A ben pensarci, le soluzioni non sono così lontane dai capisaldi del federalismo, che affonda le radici nella specificità, nella concorrenza (che oggi forse è meglio definire come collaborazione competitiva), nella sussidiarietà. Forse anche per questo la Confederazione, da molti anni, è sempre ai primi posti delle classifiche mondiali dell’innovazione. 

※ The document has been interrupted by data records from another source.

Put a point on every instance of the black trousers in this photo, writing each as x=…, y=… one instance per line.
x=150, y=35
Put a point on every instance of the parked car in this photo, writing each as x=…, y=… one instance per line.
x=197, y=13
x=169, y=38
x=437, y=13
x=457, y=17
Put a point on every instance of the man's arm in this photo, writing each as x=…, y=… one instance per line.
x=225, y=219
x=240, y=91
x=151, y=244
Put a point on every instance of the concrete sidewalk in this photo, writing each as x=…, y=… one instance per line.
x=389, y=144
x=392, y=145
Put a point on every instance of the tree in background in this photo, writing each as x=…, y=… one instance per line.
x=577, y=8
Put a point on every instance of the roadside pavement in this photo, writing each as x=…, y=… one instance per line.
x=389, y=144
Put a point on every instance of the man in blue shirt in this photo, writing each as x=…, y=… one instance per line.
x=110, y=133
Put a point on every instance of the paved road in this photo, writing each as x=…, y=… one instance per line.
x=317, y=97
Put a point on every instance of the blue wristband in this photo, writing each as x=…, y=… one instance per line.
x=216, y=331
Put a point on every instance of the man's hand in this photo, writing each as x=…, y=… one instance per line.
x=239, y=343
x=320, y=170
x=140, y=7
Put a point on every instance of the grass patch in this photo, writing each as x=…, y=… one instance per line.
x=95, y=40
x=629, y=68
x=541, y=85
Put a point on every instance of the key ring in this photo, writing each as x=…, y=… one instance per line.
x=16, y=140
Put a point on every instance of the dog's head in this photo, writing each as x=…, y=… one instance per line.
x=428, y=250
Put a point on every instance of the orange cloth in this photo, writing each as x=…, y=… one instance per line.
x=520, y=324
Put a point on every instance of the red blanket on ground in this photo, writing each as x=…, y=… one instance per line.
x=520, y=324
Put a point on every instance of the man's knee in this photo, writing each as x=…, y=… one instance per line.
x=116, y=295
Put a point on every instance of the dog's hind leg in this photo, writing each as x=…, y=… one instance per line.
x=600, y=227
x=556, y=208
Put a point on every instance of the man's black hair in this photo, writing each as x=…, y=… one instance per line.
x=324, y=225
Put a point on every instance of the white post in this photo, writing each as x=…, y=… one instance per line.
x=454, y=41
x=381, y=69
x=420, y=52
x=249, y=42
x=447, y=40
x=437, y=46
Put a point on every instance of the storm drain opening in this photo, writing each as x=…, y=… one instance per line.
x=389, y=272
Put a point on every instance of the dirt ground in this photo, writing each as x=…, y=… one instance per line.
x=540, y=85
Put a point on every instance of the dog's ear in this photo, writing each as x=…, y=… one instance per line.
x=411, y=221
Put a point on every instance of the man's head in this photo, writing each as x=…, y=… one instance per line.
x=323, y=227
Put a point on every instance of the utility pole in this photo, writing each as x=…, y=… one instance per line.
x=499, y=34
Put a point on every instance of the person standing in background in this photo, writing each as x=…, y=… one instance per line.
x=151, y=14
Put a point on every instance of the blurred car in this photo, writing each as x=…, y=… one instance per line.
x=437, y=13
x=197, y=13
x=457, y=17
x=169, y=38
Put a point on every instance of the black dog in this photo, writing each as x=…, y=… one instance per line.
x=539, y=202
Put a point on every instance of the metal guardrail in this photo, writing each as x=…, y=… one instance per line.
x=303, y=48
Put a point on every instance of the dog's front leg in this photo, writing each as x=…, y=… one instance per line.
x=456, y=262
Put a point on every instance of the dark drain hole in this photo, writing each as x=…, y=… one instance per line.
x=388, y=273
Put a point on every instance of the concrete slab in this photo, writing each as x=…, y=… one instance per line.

Lo scorso ottobre è stato pubblicato il Global Innovation Index, curato da Wipo (Organizzazione mondiale per la proprietà intellettuale), giunto alla 16esima edizione, concentrato sulle prestazioni degli ecosistemi innovativi di 132 paesi in un’epoca di incertezza. La Svizzera, per il tredicesimo anno consecutivo, ha mantenuto la prima posizione mondiale, lasciando alle spalle Svezia (2°) e Stati Uniti (3°). A rendere la Confederazione così performante su scala globale sono soprattutto la creatività, la conoscenza e la tecnologia (in queste fasce si colloca prima al mondo secondo gli indicatori usati dal Rapporto), le istituzioni (fascia in cui la Svizzera è seconda al mondo), le infrastrutture (quarta posizione). Analizzare i profili sintetici dei Paesi è sempre un esercizio appassionante, che suscita molte domande; il Rapporto, nelle analisi di dettaglio per aree geografiche, restituisce un quadro geopolitico in fermento, con alcuni Paesi, anche in aree critiche del mondo, che hanno superato le aspettative di investimento in innovazione: da tredici anni, per esempio, India, Moldavia e Vietnam hanno saputo innovare ben oltre le attese. Il Global Innovation Index 2023 analizza quattro aree cruciali del ciclo dell’innovazione: gli investimenti in scienza e innovazione, il progresso tecnologico, l’adozione della tecnologia e l’impatto socioeconomico. Se gli investimenti sono sostanzialmente stagnanti così come le domande dei brevetti internazionali, forte progresso tecnologico si è osservato nei settori dell’informatica, della sanità, della mobilità e dell’energia. Accanto al progresso si registra un marcato aumento della tecnologia adottata, sia essa destinata all’automazione o alla mobilità. Ancora basso, invece, l’impatto socioeconomico dell’innovazione; la crisi del Covid, si legge nel Rapporto, ha reso volatile la produttività, oggi sostanzialmente ferma, riducendo l’aspettativa di vita (diminuita per il secondo anno consecutivo).